Literature DB >> 21087041

Forward modeling of metal complexation by NOM: II. prediction of binding site properties.

Stephen E Cabaniss1.   

Abstract

An a priori model of metal complexation by natural organic matter (NOM) has previously been shown to predict experimental data at pH 7.0 and 0.1 M ionic strength (Cabaniss, S. E. Environ. Sci. Technol. 2009). Unlike macroscopic models based only on stoichiometry and thermodynamics, this a priori model also predicts the ligand groups and properties of complexed (occupied) molecules. Ligand molecules with strong binding sites form complexes at low metal concentrations and have average properties (molecular weight, charge, aromaticity) which can differ significantly from the average properties of bulk NOM. Cu(II), Ni(II) and Pb(II) preferentially bind to strong amine-containing sites which are often located on small (MW < 1000), lower-aromaticity molecules.
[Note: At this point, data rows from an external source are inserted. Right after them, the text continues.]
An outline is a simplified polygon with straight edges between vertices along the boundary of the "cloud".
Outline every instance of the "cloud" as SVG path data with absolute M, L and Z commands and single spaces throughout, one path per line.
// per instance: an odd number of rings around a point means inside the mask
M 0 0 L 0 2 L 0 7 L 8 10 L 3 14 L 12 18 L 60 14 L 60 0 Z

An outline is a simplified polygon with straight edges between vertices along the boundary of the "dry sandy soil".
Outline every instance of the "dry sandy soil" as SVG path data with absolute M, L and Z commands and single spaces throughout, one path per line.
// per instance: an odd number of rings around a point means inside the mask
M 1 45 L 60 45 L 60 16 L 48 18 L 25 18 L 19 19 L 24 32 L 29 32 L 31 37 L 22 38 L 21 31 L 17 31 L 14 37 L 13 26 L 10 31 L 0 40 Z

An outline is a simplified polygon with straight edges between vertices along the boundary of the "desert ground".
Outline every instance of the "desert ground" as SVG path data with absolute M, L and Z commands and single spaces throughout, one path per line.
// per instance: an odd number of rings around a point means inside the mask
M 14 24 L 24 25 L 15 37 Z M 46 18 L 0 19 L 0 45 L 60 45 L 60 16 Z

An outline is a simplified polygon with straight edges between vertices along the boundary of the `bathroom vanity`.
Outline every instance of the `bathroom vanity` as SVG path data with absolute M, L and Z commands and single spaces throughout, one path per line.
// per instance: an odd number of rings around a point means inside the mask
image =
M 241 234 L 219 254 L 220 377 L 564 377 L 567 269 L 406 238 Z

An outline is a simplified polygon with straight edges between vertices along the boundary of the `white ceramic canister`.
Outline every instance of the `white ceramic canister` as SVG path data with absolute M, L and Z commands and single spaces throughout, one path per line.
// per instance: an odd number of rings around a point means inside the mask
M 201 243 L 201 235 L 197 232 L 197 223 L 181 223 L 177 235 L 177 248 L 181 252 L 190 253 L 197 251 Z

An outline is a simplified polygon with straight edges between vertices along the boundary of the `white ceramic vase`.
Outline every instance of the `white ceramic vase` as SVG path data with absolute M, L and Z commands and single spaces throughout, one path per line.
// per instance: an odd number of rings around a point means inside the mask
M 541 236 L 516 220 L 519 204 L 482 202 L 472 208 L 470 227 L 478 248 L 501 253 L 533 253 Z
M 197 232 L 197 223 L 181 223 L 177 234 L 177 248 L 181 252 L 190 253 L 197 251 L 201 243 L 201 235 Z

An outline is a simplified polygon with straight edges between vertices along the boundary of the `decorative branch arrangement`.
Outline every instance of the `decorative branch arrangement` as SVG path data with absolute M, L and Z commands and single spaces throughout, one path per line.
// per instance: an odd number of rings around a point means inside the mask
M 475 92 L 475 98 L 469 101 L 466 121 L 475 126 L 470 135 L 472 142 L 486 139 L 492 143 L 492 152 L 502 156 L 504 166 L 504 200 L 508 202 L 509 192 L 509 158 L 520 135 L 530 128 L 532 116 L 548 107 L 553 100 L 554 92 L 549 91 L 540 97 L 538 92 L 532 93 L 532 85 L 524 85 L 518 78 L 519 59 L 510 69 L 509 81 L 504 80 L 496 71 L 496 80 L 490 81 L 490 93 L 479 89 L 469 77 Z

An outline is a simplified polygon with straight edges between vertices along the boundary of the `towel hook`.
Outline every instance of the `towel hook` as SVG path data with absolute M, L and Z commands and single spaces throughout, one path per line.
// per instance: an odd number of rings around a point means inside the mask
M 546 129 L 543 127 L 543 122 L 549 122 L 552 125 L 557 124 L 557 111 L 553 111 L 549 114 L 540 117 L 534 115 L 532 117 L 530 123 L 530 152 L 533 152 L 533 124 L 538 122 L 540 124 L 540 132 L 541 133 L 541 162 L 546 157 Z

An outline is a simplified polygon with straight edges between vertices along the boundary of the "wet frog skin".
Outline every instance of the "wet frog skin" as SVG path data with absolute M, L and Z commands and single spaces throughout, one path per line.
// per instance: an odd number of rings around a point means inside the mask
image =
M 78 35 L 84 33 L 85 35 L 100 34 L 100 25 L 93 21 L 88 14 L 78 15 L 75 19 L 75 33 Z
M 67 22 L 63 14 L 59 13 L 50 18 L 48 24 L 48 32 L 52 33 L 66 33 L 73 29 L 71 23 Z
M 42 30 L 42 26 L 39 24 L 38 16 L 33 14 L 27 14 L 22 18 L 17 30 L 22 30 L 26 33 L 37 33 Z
Cd(II) and Zn(II) show generally weaker binding, although they also prefer amine-containing sites to pure carboxylates and bind to smaller, less aromatic molecules. Ca(II) shows no real preference for amine over carboxylate ligand groups, preferentially binding to larger and more negatively charged molecules. Al(III) has a unique preference for phenol-containing sites and larger, more aromatic molecules. While some predictions of this model are consistent with a variety of experimental data from the literature, others await validation by molecular-level analysis.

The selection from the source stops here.